If we cherish this freedom for ourselves, we cannot deny it to others.  And although the headline in today’s newspaper read, “Area faith leaders ask for tolerance,” we cannot merely “tolerate” the existence of other religions. 

Listen to what John Leland said:

“The notion of a Christian commonwealth should be exploded forever…Government should protect every man in thinking and speaking freely, and see that one does not abuse another. The liberty I contend for is more than toleration. The very idea of toleration is despicable; it supposes that some have a pre-eminence above the rest to grant indulgence, whereas all should be equally free, Jews, Turks, Pagans and Christians.” 

Those are strong words.  They were uttered more than 200 years ago by a Baptist minister from Culpeper, Virginia, where several of his fellow Baptists had been locked up in the local jail for preaching without a license. 

He wasn’t going to let that happen again. 

John Leland is widely recognized as a hero of religious liberty.  His image is featured in one of the stained glass windows in the chapel of Richmond’s First Baptist Church.  As pastor of that church, I felt compelled to go to the mosque yesterday, and take a stand for religious liberty.

It’s what John would have done.

The quote from John Leland, above, is from A Chronicle of His Time in Virginia.

Getting to Know You

If men could only know each other, they would neither idolize nor hate. 
                                                                              —Elbert Hubbard


Articles in last week’s Time magazine and the August 23rd edition of the Washington Post hint at a growing anti-Muslim sentiment among Americans.  Or maybe I should say “anti-Muslims” sentiment—plural—because that’s part of the problem.  When you lump people together you tend to stereotype, and judge the whole group on the behavior of a few. 

It’s happened to me. 

Three decades ago a Southern Baptist evangelist named Bailey Smith said publicly, “God Almighty does not hear the prayer of a Jew.”  He claimed that he said it “with all due respect to those dear people,” but last Sunday afternoon I was invited to an open house at a local synagogue where I got the feeling that some of those dear people had not forgotten what he said.  They greeted me warmly, thinking I might be a prospect, but when I introduced myself as pastor of First Baptist Church there was a brief  pause and then the question: “Are you…Southern Baptist?”

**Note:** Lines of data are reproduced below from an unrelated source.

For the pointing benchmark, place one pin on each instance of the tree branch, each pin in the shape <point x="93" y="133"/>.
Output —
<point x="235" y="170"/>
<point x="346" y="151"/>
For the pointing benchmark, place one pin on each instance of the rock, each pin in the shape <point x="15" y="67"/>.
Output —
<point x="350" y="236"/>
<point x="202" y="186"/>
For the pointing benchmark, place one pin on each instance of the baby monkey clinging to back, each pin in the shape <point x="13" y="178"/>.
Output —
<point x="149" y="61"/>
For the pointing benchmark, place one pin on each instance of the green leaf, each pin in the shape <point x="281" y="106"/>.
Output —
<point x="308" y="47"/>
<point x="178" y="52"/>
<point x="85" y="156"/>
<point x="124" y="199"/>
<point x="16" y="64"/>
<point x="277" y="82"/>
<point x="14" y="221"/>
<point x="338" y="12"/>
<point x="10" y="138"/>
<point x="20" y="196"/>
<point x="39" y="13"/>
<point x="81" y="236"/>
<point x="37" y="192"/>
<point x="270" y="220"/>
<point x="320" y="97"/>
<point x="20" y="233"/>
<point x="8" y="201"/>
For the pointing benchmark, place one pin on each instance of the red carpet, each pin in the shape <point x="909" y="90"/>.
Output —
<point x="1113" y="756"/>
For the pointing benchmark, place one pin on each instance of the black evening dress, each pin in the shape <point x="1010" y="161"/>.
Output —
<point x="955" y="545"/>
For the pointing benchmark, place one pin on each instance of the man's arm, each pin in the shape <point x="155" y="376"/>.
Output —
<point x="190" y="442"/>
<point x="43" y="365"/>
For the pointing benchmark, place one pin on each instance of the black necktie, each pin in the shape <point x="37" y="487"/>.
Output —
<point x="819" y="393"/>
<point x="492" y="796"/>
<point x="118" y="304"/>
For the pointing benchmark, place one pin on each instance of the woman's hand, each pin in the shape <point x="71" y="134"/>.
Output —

This kind of thing happens to me often, and not only in Jewish synagogues.  Because some Baptists have done or said offensive things, many people assume that all Baptists are like that.  I encourage them to get to know some Baptists, because no two of us are exactly alike.  Billy Graham is a Baptist, but so is Bill Clinton.  Jesse Helms was a Baptist, but so is Jesse Jackson.  Lottie Moon was a Baptist, but so is Britney Spears.

See what I mean? 

I would guess that the same is true for Muslims, that if we would take the time to get to know some of them we would find that they are like people everywhere: concerned for the health and well-being of their families, for their children’s education, and for the freedom to enjoy some of the simple pleasures of life, like a picnic lunch on the Fourth of July.  And in the same way I wouldn’t want anyone to judge me on the basis of the worst they have ever heard about Baptists, I wouldn’t want to judge an entire religion or its 1.5 billion adherents on the basis of what some Muslims have done, would you?

So, get to know your new Muslim neighbor.  You may find that he has as much in common with Osama bin Laden as I have in common with Britney Spears, which is to say…not much.